Love Columbia’s mission has always included coming alongside people who are struggling to make ends meet. It has typically included financial coaching to create and stick with a budget, save and reduce debt and find a job or better job to increase income. It sometimes included providing financial assistance to bridge a gap in income due to illness or job loss or cover an unexpected expense. Our staff and volunteers are proficient at teaching new skills, finding resources and encouraging goal achievement. In 2023, they have had to learn to provide frequent grief support.
People who are being priced out of their rental housing are moving to places they would never dreamed they would have to live. They are often grieving over what they can now afford and, feeling less safe in unfamiliar neighborhoods that may have higher crime rates.
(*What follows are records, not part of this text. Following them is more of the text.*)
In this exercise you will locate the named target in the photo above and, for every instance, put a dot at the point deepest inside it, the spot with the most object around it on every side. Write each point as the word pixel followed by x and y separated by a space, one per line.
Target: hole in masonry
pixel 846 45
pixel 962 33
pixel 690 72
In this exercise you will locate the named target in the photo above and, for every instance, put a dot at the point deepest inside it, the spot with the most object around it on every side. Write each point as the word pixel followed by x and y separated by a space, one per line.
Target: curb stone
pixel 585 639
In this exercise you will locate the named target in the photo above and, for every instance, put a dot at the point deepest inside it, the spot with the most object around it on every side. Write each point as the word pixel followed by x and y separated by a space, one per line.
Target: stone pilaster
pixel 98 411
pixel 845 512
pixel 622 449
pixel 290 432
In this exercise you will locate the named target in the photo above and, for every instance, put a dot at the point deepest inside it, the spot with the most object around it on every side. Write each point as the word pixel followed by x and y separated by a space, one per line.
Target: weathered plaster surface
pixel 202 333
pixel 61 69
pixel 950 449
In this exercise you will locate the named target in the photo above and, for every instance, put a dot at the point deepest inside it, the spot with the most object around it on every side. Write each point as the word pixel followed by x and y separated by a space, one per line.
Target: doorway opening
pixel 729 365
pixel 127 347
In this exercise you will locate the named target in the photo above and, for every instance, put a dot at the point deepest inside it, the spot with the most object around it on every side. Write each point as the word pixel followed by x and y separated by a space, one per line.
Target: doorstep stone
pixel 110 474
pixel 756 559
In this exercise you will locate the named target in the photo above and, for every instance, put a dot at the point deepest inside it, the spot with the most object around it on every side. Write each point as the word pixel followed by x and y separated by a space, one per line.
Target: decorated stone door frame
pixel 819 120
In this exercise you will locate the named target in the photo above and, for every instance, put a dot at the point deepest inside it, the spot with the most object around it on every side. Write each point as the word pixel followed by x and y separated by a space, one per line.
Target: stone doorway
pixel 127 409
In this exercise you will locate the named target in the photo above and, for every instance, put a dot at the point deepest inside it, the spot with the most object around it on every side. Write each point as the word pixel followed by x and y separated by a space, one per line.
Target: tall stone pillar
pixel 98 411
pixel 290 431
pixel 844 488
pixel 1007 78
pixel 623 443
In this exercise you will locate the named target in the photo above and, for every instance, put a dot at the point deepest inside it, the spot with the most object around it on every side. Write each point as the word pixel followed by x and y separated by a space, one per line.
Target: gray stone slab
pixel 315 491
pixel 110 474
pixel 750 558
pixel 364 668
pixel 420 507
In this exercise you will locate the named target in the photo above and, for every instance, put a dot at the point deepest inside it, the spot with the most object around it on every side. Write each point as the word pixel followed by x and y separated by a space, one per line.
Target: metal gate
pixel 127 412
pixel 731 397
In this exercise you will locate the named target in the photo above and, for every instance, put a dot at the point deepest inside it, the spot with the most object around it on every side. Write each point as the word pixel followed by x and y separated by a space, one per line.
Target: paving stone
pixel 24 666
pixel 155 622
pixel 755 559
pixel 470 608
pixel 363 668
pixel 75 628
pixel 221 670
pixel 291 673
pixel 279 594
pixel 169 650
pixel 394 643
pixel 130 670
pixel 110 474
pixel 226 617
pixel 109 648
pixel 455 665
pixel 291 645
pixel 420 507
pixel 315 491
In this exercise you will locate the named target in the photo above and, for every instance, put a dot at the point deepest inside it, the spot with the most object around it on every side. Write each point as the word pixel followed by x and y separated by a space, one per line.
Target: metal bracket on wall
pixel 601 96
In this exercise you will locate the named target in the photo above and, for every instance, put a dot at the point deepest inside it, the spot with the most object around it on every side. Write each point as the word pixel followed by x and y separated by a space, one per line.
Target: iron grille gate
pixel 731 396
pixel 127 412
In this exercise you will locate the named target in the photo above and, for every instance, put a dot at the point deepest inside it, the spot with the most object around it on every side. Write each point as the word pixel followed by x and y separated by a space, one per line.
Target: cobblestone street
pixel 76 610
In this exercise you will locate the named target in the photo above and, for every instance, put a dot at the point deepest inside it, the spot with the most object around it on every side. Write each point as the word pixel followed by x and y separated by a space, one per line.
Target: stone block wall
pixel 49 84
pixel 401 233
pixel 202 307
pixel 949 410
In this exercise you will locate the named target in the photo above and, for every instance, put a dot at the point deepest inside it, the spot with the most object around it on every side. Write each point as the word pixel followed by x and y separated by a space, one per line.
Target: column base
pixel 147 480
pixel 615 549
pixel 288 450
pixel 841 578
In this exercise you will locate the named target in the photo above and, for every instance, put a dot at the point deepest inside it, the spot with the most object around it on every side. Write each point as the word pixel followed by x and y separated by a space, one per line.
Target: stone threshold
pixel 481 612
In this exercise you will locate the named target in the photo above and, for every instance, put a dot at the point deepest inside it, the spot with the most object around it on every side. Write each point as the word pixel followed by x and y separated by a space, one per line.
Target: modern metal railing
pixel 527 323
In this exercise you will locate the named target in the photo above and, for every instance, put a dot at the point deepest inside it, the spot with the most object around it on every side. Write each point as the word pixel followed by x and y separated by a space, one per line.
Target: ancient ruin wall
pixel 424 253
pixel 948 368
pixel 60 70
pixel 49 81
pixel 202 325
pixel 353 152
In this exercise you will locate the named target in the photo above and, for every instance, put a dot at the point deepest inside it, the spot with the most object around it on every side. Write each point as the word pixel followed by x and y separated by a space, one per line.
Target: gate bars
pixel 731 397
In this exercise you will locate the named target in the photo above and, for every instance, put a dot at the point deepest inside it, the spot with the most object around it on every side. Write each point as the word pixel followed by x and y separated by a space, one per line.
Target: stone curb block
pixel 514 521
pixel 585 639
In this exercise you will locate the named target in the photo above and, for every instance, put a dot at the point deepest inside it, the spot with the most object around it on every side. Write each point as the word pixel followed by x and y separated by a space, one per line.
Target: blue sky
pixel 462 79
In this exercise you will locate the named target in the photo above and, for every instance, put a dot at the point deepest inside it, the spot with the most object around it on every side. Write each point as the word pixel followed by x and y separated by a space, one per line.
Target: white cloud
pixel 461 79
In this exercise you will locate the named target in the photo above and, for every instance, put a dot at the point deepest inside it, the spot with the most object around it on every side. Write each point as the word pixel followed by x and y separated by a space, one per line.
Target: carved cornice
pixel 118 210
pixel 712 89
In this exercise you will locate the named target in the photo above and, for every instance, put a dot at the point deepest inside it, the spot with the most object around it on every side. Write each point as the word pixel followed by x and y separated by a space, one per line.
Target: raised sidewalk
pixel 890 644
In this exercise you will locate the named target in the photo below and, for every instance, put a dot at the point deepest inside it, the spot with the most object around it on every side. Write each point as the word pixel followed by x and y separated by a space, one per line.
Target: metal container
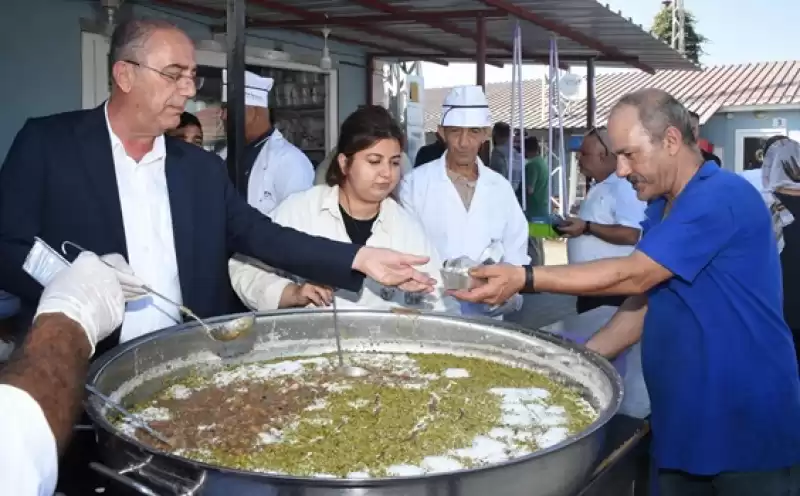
pixel 135 370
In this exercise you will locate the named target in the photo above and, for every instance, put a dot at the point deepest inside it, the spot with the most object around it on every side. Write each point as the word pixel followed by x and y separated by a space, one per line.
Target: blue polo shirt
pixel 717 356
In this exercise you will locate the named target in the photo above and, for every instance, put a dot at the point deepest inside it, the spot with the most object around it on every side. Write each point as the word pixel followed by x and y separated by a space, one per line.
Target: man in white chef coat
pixel 41 387
pixel 609 220
pixel 274 167
pixel 463 204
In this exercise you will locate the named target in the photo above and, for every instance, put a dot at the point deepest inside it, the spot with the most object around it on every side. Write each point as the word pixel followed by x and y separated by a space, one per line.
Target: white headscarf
pixel 780 170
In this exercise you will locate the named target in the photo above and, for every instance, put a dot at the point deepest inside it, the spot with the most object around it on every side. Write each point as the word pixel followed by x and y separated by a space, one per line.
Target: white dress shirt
pixel 754 177
pixel 611 201
pixel 280 169
pixel 28 452
pixel 147 218
pixel 316 211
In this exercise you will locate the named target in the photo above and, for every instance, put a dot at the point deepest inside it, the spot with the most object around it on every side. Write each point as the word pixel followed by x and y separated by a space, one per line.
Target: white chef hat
pixel 256 89
pixel 466 106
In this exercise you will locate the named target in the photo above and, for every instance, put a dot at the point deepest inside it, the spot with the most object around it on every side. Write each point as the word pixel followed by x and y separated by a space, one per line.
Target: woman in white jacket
pixel 355 205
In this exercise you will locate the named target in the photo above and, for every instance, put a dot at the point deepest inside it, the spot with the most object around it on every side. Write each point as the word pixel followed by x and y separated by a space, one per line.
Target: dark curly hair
pixel 361 130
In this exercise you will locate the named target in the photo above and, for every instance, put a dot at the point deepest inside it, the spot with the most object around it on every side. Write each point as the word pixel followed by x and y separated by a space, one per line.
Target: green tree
pixel 694 41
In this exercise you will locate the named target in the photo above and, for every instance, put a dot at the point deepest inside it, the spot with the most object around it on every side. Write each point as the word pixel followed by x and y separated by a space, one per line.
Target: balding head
pixel 658 111
pixel 651 133
pixel 154 74
pixel 130 38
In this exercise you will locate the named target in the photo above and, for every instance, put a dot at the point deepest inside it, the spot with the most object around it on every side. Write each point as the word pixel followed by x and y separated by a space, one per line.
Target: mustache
pixel 635 179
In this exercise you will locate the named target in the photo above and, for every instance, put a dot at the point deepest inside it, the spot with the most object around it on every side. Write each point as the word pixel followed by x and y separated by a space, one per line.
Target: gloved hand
pixel 131 285
pixel 89 293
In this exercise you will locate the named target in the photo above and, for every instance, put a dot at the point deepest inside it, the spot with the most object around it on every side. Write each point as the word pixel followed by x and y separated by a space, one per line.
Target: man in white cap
pixel 464 205
pixel 274 167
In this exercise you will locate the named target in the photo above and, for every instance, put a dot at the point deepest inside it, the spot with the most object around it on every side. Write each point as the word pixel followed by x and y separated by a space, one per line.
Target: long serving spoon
pixel 224 332
pixel 133 419
pixel 345 370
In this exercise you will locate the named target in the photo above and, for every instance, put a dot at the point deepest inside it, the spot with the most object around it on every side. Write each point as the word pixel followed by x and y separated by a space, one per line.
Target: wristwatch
pixel 528 286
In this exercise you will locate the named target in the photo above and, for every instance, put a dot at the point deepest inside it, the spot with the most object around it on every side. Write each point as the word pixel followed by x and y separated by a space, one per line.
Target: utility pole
pixel 678 25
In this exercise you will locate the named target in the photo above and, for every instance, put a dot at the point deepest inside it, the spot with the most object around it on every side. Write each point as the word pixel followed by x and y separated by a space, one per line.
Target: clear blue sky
pixel 738 31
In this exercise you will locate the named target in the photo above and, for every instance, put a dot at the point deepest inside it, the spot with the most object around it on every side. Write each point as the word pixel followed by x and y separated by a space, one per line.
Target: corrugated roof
pixel 446 30
pixel 705 92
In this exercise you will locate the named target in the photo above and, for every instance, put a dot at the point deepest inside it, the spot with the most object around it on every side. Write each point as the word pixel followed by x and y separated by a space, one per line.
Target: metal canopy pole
pixel 481 50
pixel 235 38
pixel 591 105
pixel 591 102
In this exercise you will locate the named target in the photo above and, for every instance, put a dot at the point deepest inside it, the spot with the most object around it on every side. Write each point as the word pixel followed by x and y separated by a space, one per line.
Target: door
pixel 94 69
pixel 750 147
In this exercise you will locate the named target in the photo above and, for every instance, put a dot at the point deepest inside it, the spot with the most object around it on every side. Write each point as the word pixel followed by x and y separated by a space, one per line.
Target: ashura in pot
pixel 414 414
pixel 404 418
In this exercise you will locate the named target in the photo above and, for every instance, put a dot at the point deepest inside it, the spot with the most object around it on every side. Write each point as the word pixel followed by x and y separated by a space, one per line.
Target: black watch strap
pixel 528 287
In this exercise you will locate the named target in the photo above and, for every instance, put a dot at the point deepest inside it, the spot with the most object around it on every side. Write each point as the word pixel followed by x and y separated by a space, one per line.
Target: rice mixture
pixel 414 414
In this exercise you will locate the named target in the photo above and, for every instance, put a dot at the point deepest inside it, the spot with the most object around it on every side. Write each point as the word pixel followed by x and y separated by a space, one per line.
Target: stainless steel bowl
pixel 136 370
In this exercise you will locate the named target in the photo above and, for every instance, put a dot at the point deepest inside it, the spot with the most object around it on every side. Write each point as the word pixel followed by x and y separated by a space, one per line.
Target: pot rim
pixel 509 329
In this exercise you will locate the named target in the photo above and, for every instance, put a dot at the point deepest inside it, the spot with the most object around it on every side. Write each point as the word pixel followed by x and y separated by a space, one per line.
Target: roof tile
pixel 705 92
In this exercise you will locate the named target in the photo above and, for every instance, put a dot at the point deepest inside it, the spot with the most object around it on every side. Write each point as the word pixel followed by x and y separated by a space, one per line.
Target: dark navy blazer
pixel 58 182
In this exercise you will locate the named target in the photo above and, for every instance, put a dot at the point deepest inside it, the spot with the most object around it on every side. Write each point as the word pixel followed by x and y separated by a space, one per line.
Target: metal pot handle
pixel 137 468
pixel 122 479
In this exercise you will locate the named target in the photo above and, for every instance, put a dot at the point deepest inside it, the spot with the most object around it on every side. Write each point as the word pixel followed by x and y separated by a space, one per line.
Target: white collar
pixel 484 173
pixel 612 178
pixel 158 152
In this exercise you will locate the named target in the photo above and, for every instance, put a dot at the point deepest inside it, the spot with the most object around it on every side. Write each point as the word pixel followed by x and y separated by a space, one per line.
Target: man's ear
pixel 122 74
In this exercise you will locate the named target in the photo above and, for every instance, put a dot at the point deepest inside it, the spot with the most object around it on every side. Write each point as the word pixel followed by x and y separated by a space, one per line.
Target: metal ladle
pixel 223 332
pixel 345 370
pixel 133 419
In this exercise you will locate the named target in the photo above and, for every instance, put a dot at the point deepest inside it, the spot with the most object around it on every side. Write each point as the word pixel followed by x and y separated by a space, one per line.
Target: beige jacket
pixel 316 211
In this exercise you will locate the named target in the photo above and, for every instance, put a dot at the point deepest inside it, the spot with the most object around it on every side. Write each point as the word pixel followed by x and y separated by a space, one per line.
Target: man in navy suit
pixel 109 180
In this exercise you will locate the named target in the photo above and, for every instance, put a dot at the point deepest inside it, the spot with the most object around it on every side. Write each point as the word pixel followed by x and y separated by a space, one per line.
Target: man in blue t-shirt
pixel 706 302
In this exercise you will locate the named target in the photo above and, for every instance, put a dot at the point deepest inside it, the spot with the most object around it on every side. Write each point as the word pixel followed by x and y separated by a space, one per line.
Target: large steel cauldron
pixel 137 369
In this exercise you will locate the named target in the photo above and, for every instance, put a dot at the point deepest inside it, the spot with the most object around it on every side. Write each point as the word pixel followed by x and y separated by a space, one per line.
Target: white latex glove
pixel 89 293
pixel 131 285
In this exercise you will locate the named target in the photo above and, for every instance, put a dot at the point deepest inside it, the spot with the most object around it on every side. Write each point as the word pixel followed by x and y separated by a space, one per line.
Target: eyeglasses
pixel 175 78
pixel 598 132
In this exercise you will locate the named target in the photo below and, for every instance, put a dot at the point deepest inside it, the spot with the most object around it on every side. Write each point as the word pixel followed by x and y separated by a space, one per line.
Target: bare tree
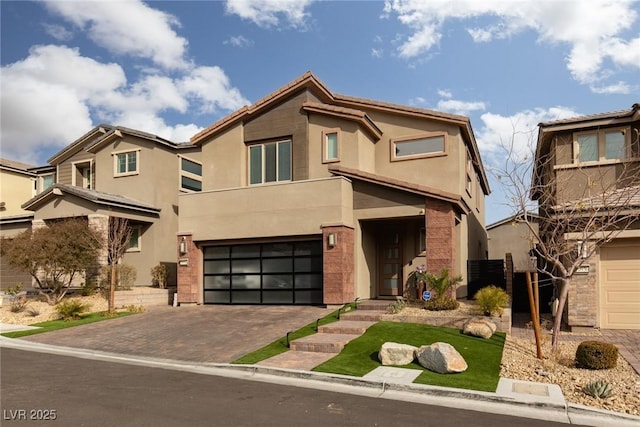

This month, we helped a 65 year old woman “downsize” from her three bedroom duplex on the south side of Columbia to an upstairs unit in a Northeast Columbia six-plex. She told us the only way she managed to cope was the kindness of our volunteers and staff who helped her pack and move. Since moving in, she has fallen due to an unsecured stair railing and literally gotten lost driving home from the store. In 2019, she paid $850 per month for her duplex. The rent steadily increased until, to renew her lease, she would have had to pay $1,350 per month. This was impossible on her fixed retirement income. So we stepped in with packing tape, words of encouragement and a few tears of our own to give her the support she needed.
As the need for this type of “downsizing” has increased, we have started brainstorming how to engage the community in the housing crisis-related grief support work. We believe some homemade quilts or art, even some fresh paint, could make a difference for those who are experiencing loss. Maybe more “neighbors” showing up to visit parts of town they have not frequented before could begin to bind the community together and make the unfamiliar feel familiar.
We welcome your ideas as we step into new territory. There is opportunity for expanded hearts and community change as we lean into the struggles of our neighbors and lean on one another to seek community solutions.